Nitiri turned away and was urgently speaking to one of her guards. The man nodded and left the room.
“I can explain, if you like,” Terrin chimed in.
“You can?” Elurra asked skeptically.
“Anchor told me.”
She fixed him with a withering glare, which he ignored.
“We are not from this timeline,” he explained. “We came from a very different world, where we had to get rid of the Demons on our own. During the final battle, cracks in reality were created, and we fell through one of them.”
Iara and Simon glanced at Nitiri. She was talking to the same guard, who handed her something and bowed.
“Is this a joke? If so, it is in very poor taste,” Iara said sternly.
“Sister, what do you make of this?” Simon asked Nitiri.
She pushed a button on the device in her hand, and a soft clicking noise filled the room. Nitiri walked forward slowly. The clicks grew closer and closer together as she approached Terrin and Elurra until they were practically continuous.
“They are telling the truth. They are awash with temporal radiation and show signs of reality displacement.”
Some of the tension left the room. Iara’s confusion turned to curiosity as the adults processed this sudden turn of events.
“So you both have peered into an alternate reality. Why was your aunt not the queen?” she asked. She suddenly processed some of Elurra’s outburst from a few minutes before. “Wait, did you say she killed us?”
Terrin and Elurra exchanged awkward glances.
“It’s a bit of a long story,” Terrin muttered.
Nitiri looked a bit pale. “Maybe we should summon the king, as he is an expert in magical matters.” she said.

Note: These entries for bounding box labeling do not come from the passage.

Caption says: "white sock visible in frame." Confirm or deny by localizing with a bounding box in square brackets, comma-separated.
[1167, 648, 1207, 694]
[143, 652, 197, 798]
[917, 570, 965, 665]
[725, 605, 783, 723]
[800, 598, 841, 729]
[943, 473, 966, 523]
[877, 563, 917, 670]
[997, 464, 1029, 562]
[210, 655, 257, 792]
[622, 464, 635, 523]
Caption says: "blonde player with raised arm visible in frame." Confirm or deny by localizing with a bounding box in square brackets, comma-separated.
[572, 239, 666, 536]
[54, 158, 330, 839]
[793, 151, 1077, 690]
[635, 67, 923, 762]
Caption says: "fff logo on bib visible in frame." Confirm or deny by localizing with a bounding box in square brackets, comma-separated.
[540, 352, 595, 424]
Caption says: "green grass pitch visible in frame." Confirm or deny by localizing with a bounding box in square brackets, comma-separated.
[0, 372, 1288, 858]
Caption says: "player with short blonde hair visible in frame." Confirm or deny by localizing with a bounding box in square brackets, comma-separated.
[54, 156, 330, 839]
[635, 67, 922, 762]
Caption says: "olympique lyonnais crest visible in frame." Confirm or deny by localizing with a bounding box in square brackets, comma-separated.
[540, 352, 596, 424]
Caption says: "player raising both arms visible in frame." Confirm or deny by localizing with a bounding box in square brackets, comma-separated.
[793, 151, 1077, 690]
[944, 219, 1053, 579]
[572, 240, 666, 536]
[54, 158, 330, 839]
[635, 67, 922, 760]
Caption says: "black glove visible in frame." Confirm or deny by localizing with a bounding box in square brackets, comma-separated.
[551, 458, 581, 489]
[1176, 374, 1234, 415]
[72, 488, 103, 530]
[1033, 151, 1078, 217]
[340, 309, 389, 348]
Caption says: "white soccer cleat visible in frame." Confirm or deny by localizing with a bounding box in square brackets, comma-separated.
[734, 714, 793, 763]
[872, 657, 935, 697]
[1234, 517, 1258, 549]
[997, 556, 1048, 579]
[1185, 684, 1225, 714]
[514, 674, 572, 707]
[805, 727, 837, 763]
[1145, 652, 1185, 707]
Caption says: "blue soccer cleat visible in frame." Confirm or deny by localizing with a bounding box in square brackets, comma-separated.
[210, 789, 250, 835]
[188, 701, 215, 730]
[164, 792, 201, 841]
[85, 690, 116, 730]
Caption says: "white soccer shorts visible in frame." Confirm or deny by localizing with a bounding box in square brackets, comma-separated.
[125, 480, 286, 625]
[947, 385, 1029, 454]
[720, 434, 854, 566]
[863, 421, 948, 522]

“The king?” Terrin and Elurra asked in unison.
“Yes. King Cade.”
Elurra’s eyes widened as she made sense of this new timestream.
Lira gathered the Kutsal Stones instead of sending Terrin away, so the Demons and the Guardians are long gone. But that does not explain Nitiri, as her fate was sealed decades before Lira’s time.

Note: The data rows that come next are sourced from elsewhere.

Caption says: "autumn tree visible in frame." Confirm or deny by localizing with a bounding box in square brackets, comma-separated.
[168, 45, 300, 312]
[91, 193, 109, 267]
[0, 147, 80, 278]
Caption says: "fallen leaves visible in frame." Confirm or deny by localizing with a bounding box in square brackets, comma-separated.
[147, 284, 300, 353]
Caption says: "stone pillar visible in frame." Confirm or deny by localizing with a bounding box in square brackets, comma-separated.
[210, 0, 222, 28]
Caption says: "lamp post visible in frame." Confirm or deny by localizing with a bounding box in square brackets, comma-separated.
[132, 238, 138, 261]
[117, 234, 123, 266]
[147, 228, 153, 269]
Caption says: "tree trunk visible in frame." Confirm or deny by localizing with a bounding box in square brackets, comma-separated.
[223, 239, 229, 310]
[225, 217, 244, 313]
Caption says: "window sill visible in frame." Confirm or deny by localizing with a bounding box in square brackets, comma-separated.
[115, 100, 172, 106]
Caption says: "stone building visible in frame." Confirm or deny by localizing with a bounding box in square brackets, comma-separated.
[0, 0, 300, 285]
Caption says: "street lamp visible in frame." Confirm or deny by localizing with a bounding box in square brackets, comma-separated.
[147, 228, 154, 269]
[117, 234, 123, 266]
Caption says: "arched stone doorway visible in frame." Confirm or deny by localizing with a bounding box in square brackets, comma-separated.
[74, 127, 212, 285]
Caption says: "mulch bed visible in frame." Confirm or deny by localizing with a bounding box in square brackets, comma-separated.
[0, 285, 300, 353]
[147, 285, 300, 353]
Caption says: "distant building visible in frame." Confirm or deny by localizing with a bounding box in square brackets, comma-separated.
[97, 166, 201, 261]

There was a missing piece to the puzzle.
“What happened on your eighteenth birthday?” Elurra asked.
The room went dead silent as Iara and Simon looked over at the queen to gauge her reaction. Nitiri’s jaw clenched and unclenched a few times before she answered.

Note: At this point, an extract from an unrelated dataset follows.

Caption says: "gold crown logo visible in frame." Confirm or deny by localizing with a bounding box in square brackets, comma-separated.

“On my eighteenth birthday, my father was assassinated. My mother became ill with grief and died shortly thereafter, so I became queen. I raised Simon from then on, until he decided to go to the Northern islands to investigate reports of Demon activity. That was where he met your mother. Things were hard after my father died, but I never mourned him. He was an extremely biased man incapable of tolerating diversity or change. I sometimes wish I could have met the assassin. I do not think I could necessarily thank them, but I feel their actions gave me opportunities and freedoms I never would have had otherwise.”
Elurra didn’t think she’d ever heard truer words spoken.